Summary
The claim that sex is a spectrum is not an accurate conclusion supported by current research and understanding of sex in biology. It is perhaps based on misunderstandings of medical terms and anthropocentric ideas of sex. This answer also points out what I regard as some serious problems with the arguments put forward here by other answers.
Answer
There are a couple of answers here that provide "definitions of sex" and claims about sex being continuous or a bimodal distribution which are not supported at all.
The top answer does not provide any actual definitions of sex and seemingly misunderstands the "definitions" they believe describe sex. To start with, the author gives possible definitions from a wikipedia talk page on sex differentiation in humans, not sex. The claim that definitions of sex were provided here is incorrect. https://en.wikipedia.org/wiki/Sexual_differentiation_in_humans.With regard to sex his first definition, sex has never been defined by karyotype, as plenty of organisms have males and females with different sex chromosome combinations or no sex chromosomes at all. Furthermore, the Karyotypes listed are specific to males or females. His own sources, https://www.sciencedirect.com/science/article/abs/pii/B9780123864567015057?via%3Dihub and https://rarediseases.org/rare-diseases/xyy-syndrome/ not only do not define sex by sex chromosomes but name some of the sex chromosome abnormalities as being sex specific. The Quigly scale in no way or form defines sex, it's just a convenient scale so physicians can describe the appearance of external genitals. There's also the Prader scale. It's categorical with only a set of discrete categories, so I have no idea why it's being claimed to be continuous, let alone why it would define sex. His own citation, https://en.wikipedia.org/wiki/Quigley_scale says does not claim it defines sex and highlights it does not match his description at all. There is no literature that describes a person's sex as "3" on the Quigly scale for example.
Another issue is the answer also provides an "endocrinological" definition using a reference, https://www.ncbi.nlm.nih.gov/pmc/articles/PMC6391653/, that doesn't support it. Said reference does not define sex by hormone levels, in fact I think it bizarre to even claim sex is defined by hormone levels as they constantly change and also vary throughout life. I'd be very interested to hear about the testosterone levels of male ginkgos.
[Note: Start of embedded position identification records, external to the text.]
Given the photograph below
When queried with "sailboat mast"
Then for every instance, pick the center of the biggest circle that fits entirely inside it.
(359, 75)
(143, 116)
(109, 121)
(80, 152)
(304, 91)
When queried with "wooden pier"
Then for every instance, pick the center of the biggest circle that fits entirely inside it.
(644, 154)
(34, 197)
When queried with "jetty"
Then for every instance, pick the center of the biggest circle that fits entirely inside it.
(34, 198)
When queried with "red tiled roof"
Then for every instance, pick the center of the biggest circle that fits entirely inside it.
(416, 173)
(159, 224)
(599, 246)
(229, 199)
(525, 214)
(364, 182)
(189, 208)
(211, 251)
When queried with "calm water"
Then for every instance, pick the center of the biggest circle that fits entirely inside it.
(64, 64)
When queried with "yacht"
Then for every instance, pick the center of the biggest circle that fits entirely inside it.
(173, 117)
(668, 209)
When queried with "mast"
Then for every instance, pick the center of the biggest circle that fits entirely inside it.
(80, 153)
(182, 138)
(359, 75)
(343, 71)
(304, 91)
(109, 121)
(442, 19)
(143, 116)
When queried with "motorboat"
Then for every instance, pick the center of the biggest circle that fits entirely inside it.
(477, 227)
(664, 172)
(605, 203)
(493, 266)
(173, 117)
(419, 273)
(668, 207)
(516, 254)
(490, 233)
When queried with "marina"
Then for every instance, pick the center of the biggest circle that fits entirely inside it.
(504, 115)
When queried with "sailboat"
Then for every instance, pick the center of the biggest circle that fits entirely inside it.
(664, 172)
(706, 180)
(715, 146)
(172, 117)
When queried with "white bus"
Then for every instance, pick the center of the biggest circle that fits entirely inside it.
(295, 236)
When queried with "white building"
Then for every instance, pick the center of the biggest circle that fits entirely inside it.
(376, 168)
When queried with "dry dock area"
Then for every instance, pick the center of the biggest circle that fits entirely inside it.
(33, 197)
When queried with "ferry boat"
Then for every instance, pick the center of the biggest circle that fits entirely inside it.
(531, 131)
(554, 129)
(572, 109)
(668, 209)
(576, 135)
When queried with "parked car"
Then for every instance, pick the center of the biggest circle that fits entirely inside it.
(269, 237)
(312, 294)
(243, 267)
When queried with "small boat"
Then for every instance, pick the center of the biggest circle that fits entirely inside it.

I have no idea why it is being argued that humans have some special definition of sex when sex is not a specifically human thing. Humans have male and female sexes for the same reason all other anisogamous species do. Literature on sex establishes that the sexes are two reproductive roles in anisogamy predicated on two differing types of gamete. This understanding is well demonstrated both in taxonomy and literature (Parker et al. 1972, Lehtonen et al. 2014, "The Biology of Reproduction" pg 112 by Fusco and Minelli, 2019.)
A second answer talks about sex having a bimodal distribution. It includes a graph (Fig.1) from Blackless (2000), but there are several problems with this. First, the graph in question is conceptual in nature and has no real data nor any clear methodology. In fact, looking at the axes, what's being measured doesn't even make sense. Given it says "Variability in size or composition of gonads, genital morphology, chromosomes and/or hormonal physiology", the authors don't even appear to be sure of what is being measured. I've never seen any graph with an "and/or" in it. Also keep in mind this isn't even a conceptual graph of sex but sexual dimorphism. The authors do not argue that sex has a bimodal distribution. Another issue is that it actually isn't even a bimodal distribution but just two normal distributions plotted on a single graph. A bimodal distribution does not have separate curves. Statistically, bimodal distributions require two well separated local maxima, which means the random variable must be quantitative. Sex chromosome combinations therefore cannot have a bimodal distribution, contrary to the assertions in that answer. The distribution the posted of hormones is clearly not a measurement of sex, as it readily recognizes that that there are two separate distributions.
I think a lot of confusion is misunderstandings of medical diagnostic terminology(Money, John; Hampson, Joan G; Hampson, John (October 1955). "An Examination of Some Basic Sexual Concepts: The Evidence of Human Hermaphroditism". Bull. Johns Hopkins Hosp. 97 (4). Johns Hopkins University: 301–19) for describing patients with atypical sex development, etc. You have terms such as "chromosomal sex", etc that are not and never were definitions of sex. There are no such things as "chromosomal sexes" and "phenotypic sexes". Strictly speaking, spectra are measurements along a continuous variable. A continuous variable has infinite possible values, thus if sex was a "spectrum", then each of the infinite points are a different sex. Biology literature does not describe infinite sexes, let alone more than two in anisogamy. Therefore the claim that sex is a spectrum is not supported by research. It is important to distinguish sex from characteristics associated with sex in humans and that while we can describe how those characteristics individually vary that is not the same as sex being a spectrum.